Rico Lins: Graphic Borderlines
The project “Rico Lins: Graphic Borderlines” was born from an invitation than the exhibition’s curator, Agnaldo Farias, made me years before the exhibition actually happen, when he directed the MAM of Rio. In his words, the idea was to create “an environment in which I conduct a sort of installation able to translate my world view, something that only a graphic designer is able to have, embodied in words and pictures, papers and projections. “
Created in
Brazil, 2009 – 2011
Category
Exhibition + Editorial
Awards
APCA Award (São Paulo’s Association of Art Critics) for the Graphic Work in 2010 and Jabuti award 2010 for graphic design of the catalog.

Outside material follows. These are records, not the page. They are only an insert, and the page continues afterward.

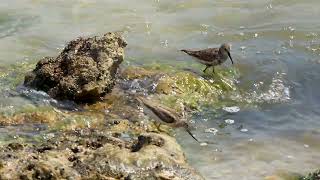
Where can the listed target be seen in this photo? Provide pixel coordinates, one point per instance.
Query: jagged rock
(84, 71)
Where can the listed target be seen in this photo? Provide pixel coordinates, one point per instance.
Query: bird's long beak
(230, 56)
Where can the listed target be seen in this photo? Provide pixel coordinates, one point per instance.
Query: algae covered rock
(84, 71)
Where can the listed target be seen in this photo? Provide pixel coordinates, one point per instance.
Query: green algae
(13, 75)
(195, 91)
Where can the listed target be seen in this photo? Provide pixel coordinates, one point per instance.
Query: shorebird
(211, 56)
(165, 115)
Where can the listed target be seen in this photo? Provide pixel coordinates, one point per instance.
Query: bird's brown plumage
(211, 56)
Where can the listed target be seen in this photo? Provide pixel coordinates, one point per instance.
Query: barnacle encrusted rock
(84, 71)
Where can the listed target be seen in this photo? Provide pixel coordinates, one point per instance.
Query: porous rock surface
(84, 71)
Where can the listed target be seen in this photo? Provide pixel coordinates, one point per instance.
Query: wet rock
(15, 146)
(84, 71)
(159, 158)
(147, 140)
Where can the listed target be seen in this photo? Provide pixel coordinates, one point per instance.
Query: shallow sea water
(275, 46)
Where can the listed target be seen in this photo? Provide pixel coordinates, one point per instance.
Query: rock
(84, 71)
(160, 157)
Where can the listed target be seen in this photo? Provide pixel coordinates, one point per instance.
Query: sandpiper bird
(165, 115)
(211, 56)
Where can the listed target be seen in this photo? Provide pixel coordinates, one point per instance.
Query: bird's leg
(205, 69)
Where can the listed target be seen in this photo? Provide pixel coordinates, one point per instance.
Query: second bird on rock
(165, 115)
(211, 56)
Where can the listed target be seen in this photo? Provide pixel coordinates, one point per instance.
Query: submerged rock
(92, 154)
(84, 71)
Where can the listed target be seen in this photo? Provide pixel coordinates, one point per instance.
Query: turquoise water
(275, 45)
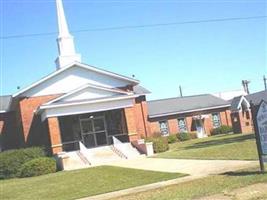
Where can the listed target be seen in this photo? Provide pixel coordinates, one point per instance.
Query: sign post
(260, 126)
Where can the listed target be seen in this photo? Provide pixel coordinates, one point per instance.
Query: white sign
(262, 126)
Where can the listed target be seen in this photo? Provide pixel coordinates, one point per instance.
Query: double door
(93, 131)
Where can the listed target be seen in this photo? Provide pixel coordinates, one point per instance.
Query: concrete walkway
(195, 168)
(192, 167)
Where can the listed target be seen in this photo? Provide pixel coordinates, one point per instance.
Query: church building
(77, 102)
(79, 109)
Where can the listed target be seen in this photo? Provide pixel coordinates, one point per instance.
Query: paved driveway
(192, 167)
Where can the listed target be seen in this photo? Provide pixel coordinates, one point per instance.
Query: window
(164, 128)
(182, 125)
(216, 120)
(247, 114)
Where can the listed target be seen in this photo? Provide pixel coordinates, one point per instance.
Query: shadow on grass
(243, 173)
(221, 141)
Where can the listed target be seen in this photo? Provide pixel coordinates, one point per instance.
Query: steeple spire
(66, 48)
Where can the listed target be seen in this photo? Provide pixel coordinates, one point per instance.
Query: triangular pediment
(72, 77)
(89, 92)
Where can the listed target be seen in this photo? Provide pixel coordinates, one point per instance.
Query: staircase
(98, 156)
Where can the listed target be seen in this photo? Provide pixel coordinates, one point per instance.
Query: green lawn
(221, 147)
(202, 187)
(79, 183)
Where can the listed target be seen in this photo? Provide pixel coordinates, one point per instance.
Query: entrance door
(93, 132)
(199, 128)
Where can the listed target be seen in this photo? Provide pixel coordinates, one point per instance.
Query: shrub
(184, 136)
(221, 130)
(172, 139)
(12, 160)
(38, 166)
(160, 144)
(193, 135)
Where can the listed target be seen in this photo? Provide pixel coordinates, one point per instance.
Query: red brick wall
(226, 118)
(136, 119)
(207, 122)
(54, 134)
(173, 126)
(246, 122)
(154, 127)
(131, 124)
(8, 131)
(27, 107)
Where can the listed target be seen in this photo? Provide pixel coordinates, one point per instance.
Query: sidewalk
(195, 168)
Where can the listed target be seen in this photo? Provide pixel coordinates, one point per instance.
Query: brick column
(54, 135)
(131, 123)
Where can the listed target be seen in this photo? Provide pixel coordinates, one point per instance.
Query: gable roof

It was exciting and challenging because it came with the suggestion to escape the formality of framework on the wall and came to meet some central ideas of my work, including that of proposing a discussion, through the work of the design about the border and the imprecise limits between the graphic and plastic arts. Later, when it finally became real, I brought contributions and responses to the curatorship and Agnaldo`s challenge. The exhibition took place with the sponsorship of Caixa Cultural and opened in Rio de Janeiro in February 2009, starting a itinerancy by other Brazilian cities.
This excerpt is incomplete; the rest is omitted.